The giant factory would not close for Lunar New Year holiday until January 25, though, Du and other nearby employers said.

"Around Chinese New Year we hire less, but more during July-August to prepare for the high season," said Foxconn Group spokesman Louis Woo, referring to the firm's hiring at its various production facilities, not just in Kunshan.

"Speaking in terms of the whole of last year, we hired more than the previous year, and our revenue was also higher."

Tentative signs of recovery in the United States and Europe have not yet translated into a sustained upsurge in consumer demand and confidence, meaning orders to Chinese factories may remain smaller and patchier.

Interviews with half a dozen factory bosses and suppliers suggested that certain sectors, including construction materials and low-end, labor intensive industries such as toys and textiles, seem to be struggling more.

"Besides high-end electronics, the situation is bad. Toys are bad, clothing too in terms of orders," said Danny Lau, the honorary chairman of Hong Kong's Small and Medium Enterprises Association whose members run thousands of China factories.

LABOR BOTTLENECK

One increasingly severe long-term challenge for Chinese manufacturing has been its shifting labor market demographics as more, better paid jobs inland mean fewer younger people migrating to coastal industrial hubs in search of factory work.

In the Pearl and Yangtze River Deltas, some expect the labor market to tighten even more after the Lunar New Year, representing a potential bottleneck for factories with fresh orders but not enough workers to cope.

"Orders aren't the biggest problem. The biggest difficulty is workers," said He Songping, a maker of plastic Christmas trees in Yiwu. "Wages have been rising by 20-30 percent a year, while the number of workers is shrinking."

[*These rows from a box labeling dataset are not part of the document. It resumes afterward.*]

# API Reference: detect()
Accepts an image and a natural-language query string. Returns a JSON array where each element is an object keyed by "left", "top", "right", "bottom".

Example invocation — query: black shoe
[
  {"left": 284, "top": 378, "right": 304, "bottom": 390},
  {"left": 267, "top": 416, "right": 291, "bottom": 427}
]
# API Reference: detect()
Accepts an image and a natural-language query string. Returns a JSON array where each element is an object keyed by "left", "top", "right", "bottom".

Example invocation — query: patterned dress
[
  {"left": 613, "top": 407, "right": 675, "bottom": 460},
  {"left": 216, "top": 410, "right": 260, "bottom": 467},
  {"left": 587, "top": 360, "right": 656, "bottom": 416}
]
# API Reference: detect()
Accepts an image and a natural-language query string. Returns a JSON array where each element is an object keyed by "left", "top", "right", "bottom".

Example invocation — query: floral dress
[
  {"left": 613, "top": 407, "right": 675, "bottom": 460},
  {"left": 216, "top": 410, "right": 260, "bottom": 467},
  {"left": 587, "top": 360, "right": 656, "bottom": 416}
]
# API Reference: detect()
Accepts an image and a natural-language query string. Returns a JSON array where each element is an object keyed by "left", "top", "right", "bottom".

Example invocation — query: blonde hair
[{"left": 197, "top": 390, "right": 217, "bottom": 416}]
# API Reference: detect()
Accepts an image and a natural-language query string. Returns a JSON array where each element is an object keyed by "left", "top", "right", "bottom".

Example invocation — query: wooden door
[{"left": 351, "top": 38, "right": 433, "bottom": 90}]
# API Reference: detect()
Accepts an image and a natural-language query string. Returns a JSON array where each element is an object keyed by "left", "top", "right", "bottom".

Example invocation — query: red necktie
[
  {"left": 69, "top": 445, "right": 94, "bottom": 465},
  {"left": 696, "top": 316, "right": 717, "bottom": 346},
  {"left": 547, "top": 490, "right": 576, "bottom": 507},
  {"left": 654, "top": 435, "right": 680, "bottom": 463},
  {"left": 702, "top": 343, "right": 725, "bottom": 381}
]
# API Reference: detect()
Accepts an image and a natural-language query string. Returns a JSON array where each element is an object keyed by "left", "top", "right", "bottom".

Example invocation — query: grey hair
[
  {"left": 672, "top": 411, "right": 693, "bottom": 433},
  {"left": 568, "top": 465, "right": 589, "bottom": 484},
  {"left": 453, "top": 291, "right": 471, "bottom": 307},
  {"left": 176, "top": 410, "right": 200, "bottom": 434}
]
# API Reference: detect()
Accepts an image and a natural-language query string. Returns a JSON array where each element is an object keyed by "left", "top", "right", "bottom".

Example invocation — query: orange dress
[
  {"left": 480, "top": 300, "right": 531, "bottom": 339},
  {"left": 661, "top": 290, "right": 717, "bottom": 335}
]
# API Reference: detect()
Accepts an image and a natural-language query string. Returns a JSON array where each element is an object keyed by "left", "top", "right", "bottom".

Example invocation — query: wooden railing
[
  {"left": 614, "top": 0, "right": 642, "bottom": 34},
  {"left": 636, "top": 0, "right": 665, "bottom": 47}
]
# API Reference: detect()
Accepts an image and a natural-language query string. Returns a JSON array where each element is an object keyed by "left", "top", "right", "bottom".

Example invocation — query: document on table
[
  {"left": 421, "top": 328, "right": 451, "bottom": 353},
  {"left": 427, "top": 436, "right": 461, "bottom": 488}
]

Ben Schwall, President of Systems Technology Group, which exports lighting fixtures and works with around 25 factories in China, estimates since the start of January 80 percent of them have had problems with workers leaving early for Lunar New Year.

"They're saying: 'You know what? I can come back here any time, and I know you're going to re-hire me," he said. "'And if you don't the guy across the street's going to hire me, and that's if I even choose to come back'."